Friday, October 27, 2006

The Minutemen vs. The Minutemen

Too funny.
Since its inception in 2004, the Minuteman Project (MP), an immigration control operation, has recruited civilians to apprehend illegal immigrants along the Mexican border.

And while the organization—which drew nationwide coverage earlier this month when pro-immigrant students at Columbia University rushed the stage during a speech by founder Jim Gilchrist—expected to draw the ire of many, it may not have counted on the opposition of certain citizens of Massachusetts, who are vigilantly patrolling the use of the moniker “Minuteman.”

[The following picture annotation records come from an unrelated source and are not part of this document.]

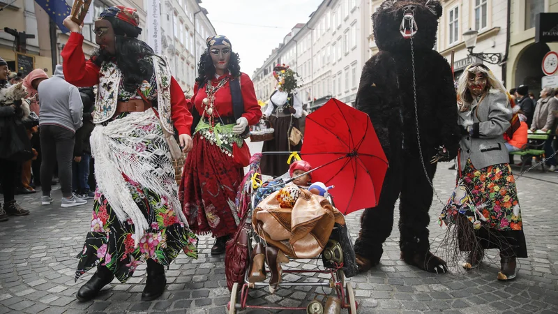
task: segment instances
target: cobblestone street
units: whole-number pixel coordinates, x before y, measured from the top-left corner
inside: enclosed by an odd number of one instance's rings
[[[251,145],[252,153],[259,147]],[[455,174],[448,164],[440,164],[435,180],[438,194],[445,199],[454,185]],[[518,172],[518,170],[515,170]],[[521,260],[516,280],[496,279],[499,259],[489,252],[479,269],[467,274],[452,269],[436,275],[409,267],[399,260],[399,232],[393,232],[384,244],[382,264],[368,274],[349,278],[359,302],[359,313],[558,313],[558,174],[529,172],[518,180],[519,198],[529,257]],[[75,257],[82,249],[89,230],[93,200],[86,205],[63,209],[59,186],[53,191],[54,202],[40,205],[40,193],[19,195],[17,201],[31,211],[27,216],[10,216],[0,223],[0,314],[4,313],[223,313],[229,299],[225,280],[223,257],[209,254],[213,239],[200,238],[197,260],[181,254],[167,271],[167,291],[158,299],[142,302],[145,282],[142,264],[134,276],[122,284],[116,279],[93,301],[78,302],[75,293],[92,271],[74,281]],[[1,199],[0,199],[1,200]],[[440,204],[430,210],[432,250],[444,235],[437,223]],[[396,216],[398,212],[396,210]],[[361,212],[347,216],[354,239]],[[296,260],[289,267],[303,267]],[[313,263],[313,262],[312,262]],[[315,278],[289,275],[304,282]],[[322,287],[280,288],[275,294],[259,289],[250,293],[252,304],[299,306],[316,294],[331,292]],[[252,311],[252,313],[263,313]],[[346,313],[346,311],[345,311]]]

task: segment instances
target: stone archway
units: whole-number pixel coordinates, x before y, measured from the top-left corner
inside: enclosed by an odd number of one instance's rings
[[[541,64],[549,51],[550,48],[543,43],[533,43],[523,48],[518,57],[513,73],[516,86],[527,85],[529,91],[538,96],[541,81],[544,76]]]

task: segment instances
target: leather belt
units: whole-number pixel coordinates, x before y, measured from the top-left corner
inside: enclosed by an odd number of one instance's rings
[[[142,99],[130,99],[128,102],[119,101],[116,103],[116,114],[122,112],[142,112],[151,108]]]
[[[213,121],[215,122],[221,122],[223,121],[223,125],[227,124],[236,124],[236,120],[234,119],[234,117],[221,117],[220,118],[218,117],[216,117],[213,118]],[[209,121],[207,118],[204,117],[204,122],[209,124]]]

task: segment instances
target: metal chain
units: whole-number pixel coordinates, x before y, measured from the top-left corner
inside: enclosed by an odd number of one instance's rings
[[[411,37],[411,61],[412,62],[413,68],[413,98],[414,100],[414,118],[415,123],[416,124],[416,140],[418,143],[418,154],[421,156],[421,163],[423,164],[424,175],[426,177],[426,180],[428,181],[428,184],[430,185],[432,190],[434,192],[434,195],[436,195],[436,198],[438,199],[438,202],[439,202],[442,206],[446,206],[446,203],[442,202],[439,195],[438,195],[438,193],[436,192],[436,189],[434,188],[434,184],[432,184],[430,177],[428,177],[428,171],[426,170],[426,165],[424,163],[424,157],[423,156],[423,148],[422,145],[421,144],[421,130],[418,128],[418,108],[416,105],[416,78],[414,70],[414,45],[413,45],[413,37]]]

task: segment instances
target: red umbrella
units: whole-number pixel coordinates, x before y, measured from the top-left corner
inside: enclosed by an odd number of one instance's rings
[[[377,205],[388,160],[368,114],[331,98],[306,117],[301,154],[342,213]]]

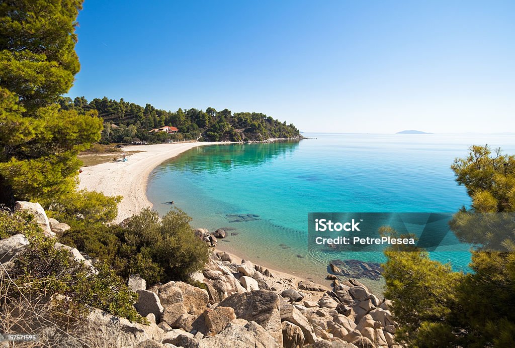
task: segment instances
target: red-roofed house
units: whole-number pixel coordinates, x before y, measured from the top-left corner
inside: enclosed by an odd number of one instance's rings
[[[173,127],[170,125],[165,125],[165,126],[161,127],[161,128],[154,128],[154,129],[151,130],[150,132],[166,132],[167,133],[173,134],[174,133],[176,133],[179,132],[179,130],[176,127]]]

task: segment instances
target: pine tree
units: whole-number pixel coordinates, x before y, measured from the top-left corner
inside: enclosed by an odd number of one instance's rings
[[[0,203],[74,190],[77,153],[100,138],[96,112],[80,115],[58,103],[80,68],[75,28],[82,2],[0,3]]]

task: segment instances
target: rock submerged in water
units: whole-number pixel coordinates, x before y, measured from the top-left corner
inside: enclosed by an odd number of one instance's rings
[[[226,216],[229,218],[230,223],[241,223],[260,219],[260,216],[255,214],[227,214]]]
[[[213,235],[215,236],[217,238],[225,238],[227,235],[227,233],[226,232],[225,230],[219,228],[213,232]]]
[[[376,262],[358,260],[333,260],[329,264],[328,271],[333,274],[352,278],[370,278],[377,280],[381,277],[383,269]]]

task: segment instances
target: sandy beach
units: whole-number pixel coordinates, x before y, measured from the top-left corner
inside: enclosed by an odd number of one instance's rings
[[[223,143],[188,142],[126,146],[122,149],[123,151],[141,152],[128,156],[126,162],[111,161],[83,168],[79,176],[79,187],[110,196],[123,196],[123,199],[118,205],[118,216],[114,221],[118,223],[145,207],[151,208],[152,204],[147,198],[146,191],[149,175],[154,168],[193,148],[220,143]],[[228,251],[224,250],[221,246],[216,249]],[[237,253],[233,251],[231,254],[235,260],[249,260],[241,254],[235,254]],[[250,261],[261,264],[259,260]],[[290,282],[298,282],[303,279],[284,271],[269,269],[278,277]]]
[[[79,175],[79,187],[109,196],[123,196],[118,205],[118,216],[114,222],[119,223],[146,207],[152,207],[146,191],[148,176],[154,168],[190,149],[220,143],[186,142],[126,146],[122,151],[141,152],[127,157],[126,162],[111,161],[84,167]]]

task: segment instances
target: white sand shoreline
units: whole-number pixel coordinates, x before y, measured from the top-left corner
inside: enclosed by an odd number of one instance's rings
[[[80,189],[102,192],[108,196],[123,196],[118,205],[118,223],[152,207],[147,197],[150,172],[158,166],[183,152],[199,146],[221,142],[186,142],[126,146],[122,151],[142,151],[127,157],[126,162],[107,162],[82,168],[79,175]]]
[[[269,139],[271,142],[276,140]],[[107,162],[82,168],[79,175],[79,188],[89,191],[102,192],[108,196],[123,196],[118,205],[118,216],[113,221],[119,223],[152,203],[147,197],[147,185],[152,171],[165,161],[173,158],[188,150],[199,146],[233,143],[230,142],[188,142],[128,146],[122,149],[125,151],[142,151],[127,157],[126,162]],[[221,246],[218,251],[226,251]],[[235,260],[249,260],[235,251],[229,252]],[[261,264],[256,260],[249,260],[255,264]],[[296,282],[304,277],[278,270],[269,269],[281,278],[293,279]],[[325,284],[324,284],[325,285]]]

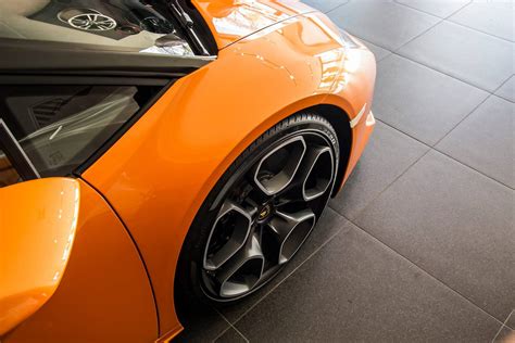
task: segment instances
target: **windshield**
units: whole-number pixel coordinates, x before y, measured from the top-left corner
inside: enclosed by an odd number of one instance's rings
[[[193,55],[163,1],[0,1],[0,37]]]

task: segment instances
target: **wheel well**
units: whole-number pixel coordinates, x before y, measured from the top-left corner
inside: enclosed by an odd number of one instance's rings
[[[340,144],[340,163],[336,175],[336,185],[340,185],[346,175],[352,147],[352,130],[349,125],[349,115],[342,109],[328,104],[316,105],[307,110],[314,111],[316,114],[327,119],[338,135],[338,142]],[[335,188],[331,196],[335,196],[337,191],[338,188]]]

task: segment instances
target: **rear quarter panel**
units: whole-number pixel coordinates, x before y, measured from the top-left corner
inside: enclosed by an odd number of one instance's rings
[[[153,342],[158,338],[152,291],[130,237],[108,203],[84,181],[80,192],[74,247],[59,288],[2,343]]]
[[[356,97],[348,101],[341,91],[332,91],[344,55],[327,28],[311,17],[263,29],[178,80],[83,175],[109,199],[141,250],[161,334],[178,326],[173,291],[183,241],[203,200],[236,157],[300,110],[328,101],[353,116],[368,99],[349,93]],[[342,123],[349,125],[348,119]]]

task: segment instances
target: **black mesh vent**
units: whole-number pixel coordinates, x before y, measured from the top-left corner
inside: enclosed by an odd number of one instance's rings
[[[39,127],[45,127],[54,122],[54,117],[59,113],[59,110],[61,110],[64,102],[65,101],[62,98],[54,98],[33,106],[32,112],[38,122]]]

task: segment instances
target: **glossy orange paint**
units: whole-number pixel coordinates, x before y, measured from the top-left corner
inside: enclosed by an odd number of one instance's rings
[[[298,1],[193,3],[213,30],[217,59],[176,81],[81,175],[62,282],[2,342],[175,336],[175,269],[194,215],[237,156],[291,114],[340,109],[335,123],[352,123],[343,179],[352,172],[373,130],[374,55],[344,48],[326,16]]]
[[[40,181],[14,187],[32,182]],[[158,336],[158,320],[152,291],[130,237],[95,190],[81,180],[72,182],[80,183],[80,207],[66,272],[50,300],[2,336],[2,343],[154,341]],[[1,189],[0,194],[10,188]],[[18,208],[17,218],[30,216],[26,207],[27,199],[16,200],[25,202],[24,206],[20,206],[20,202],[13,205]],[[40,200],[52,201],[55,205],[61,203],[45,198],[35,200],[37,203],[33,206],[36,208],[40,206]],[[20,213],[22,209],[23,214]],[[53,252],[41,245],[49,239],[53,244],[52,236],[38,238],[39,244],[35,244],[35,250]],[[13,252],[9,255],[7,261],[10,266],[16,256]],[[33,278],[34,272],[39,272],[39,266],[32,269],[27,266],[17,267],[27,278]]]
[[[58,289],[78,208],[79,186],[73,179],[0,189],[0,335],[38,310]]]
[[[291,0],[196,0],[219,49],[258,30],[314,10]]]
[[[336,105],[349,114],[341,125],[365,103],[368,111],[374,55],[353,50],[351,68],[351,52],[328,23],[322,14],[298,15],[221,50],[216,61],[178,80],[83,175],[110,200],[141,251],[161,334],[179,326],[173,290],[183,241],[233,161],[300,110]],[[354,129],[351,163],[372,129],[364,122]]]

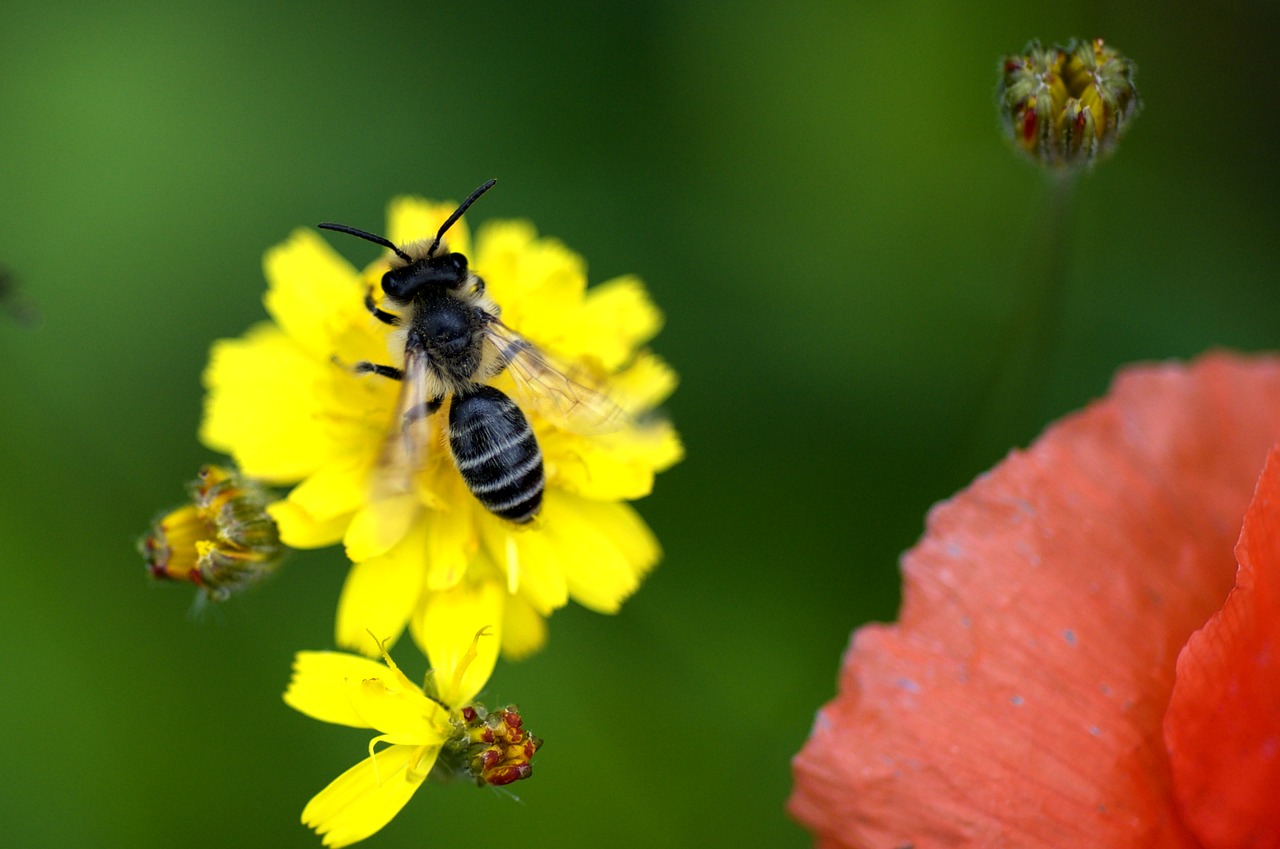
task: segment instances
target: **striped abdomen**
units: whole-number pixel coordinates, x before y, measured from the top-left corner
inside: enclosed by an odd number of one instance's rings
[[[449,448],[467,489],[492,513],[526,522],[543,506],[543,452],[516,402],[493,387],[454,393]]]

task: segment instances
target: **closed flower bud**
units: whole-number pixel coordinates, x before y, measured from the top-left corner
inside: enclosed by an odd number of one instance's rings
[[[1019,149],[1043,165],[1092,165],[1138,111],[1133,64],[1103,44],[1027,45],[1001,65],[1000,109]]]
[[[184,580],[220,602],[275,569],[283,553],[259,484],[205,466],[191,502],[156,519],[138,543],[151,576]]]

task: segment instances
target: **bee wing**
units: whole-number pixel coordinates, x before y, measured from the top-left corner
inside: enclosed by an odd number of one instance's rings
[[[488,342],[516,383],[520,401],[552,424],[582,434],[608,433],[626,426],[630,416],[586,375],[570,376],[532,342],[497,318],[485,324]]]
[[[439,401],[428,392],[426,352],[407,350],[396,419],[378,457],[375,493],[380,497],[411,492],[413,475],[430,460],[431,414]]]

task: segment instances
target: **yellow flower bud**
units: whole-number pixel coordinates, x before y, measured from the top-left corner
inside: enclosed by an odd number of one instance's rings
[[[1138,111],[1133,64],[1102,38],[1047,50],[1032,41],[1001,72],[1005,129],[1043,165],[1092,165]]]
[[[220,466],[205,466],[191,502],[156,519],[138,543],[151,576],[184,580],[220,602],[268,574],[283,554],[266,492]]]

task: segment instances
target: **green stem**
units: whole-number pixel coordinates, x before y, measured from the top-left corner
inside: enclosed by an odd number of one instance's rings
[[[974,429],[966,439],[966,461],[988,465],[1011,446],[1027,444],[1044,426],[1044,383],[1057,350],[1062,300],[1070,277],[1073,170],[1050,174],[1048,202],[1027,251],[1019,279],[1021,302],[1002,334]],[[973,467],[966,474],[972,474]]]

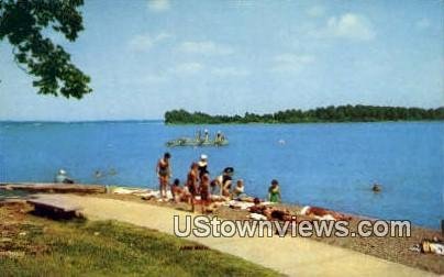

Those critics consider the title sacred to the state’s colonial heritage.

“It does offend me,” said Carla Fortmann, who works at the historic Buckman Tavern in Lexington—the same tavern where the original minutemen were stationed on the eve of the American Revolution. “I understand how they might pick [the name], but vigilante might seem more appropriate. Or self-appointed posse. Or even bounty hunters.”

The vigilantes have deluded themselves into thinking they resemble something like this:
Although the terms militia and minutemen are sometimes used interchangeably today, in the 18th century there was a decided difference between the two. Militia were men in arms formed to protect their towns from foreign invasion and ravages of war. Minutemen were a small hand-picked elite force which were required to be highly mobile and able to assemble quickly. Minutemen were selected from militia muster rolls by their commanding officers. Typically 25 years of age or younger, they were chosen for their enthusiasm, reliability, and physical strength. Usually about one quarter of the militia served as Minutemen, performing additional duties as such. The Minutemen were the first armed militia to arrive or await a battle.

Here's the reality:

Not very elite. And certainly not under 25. Definitely armed.

Since it's a mixed bag, I'll just defer to their Commander-In-Chief's characterization:
President Bush yesterday said he opposes a civilian project to monitor illegal aliens crossing the border, characterizing them as "vigilantes."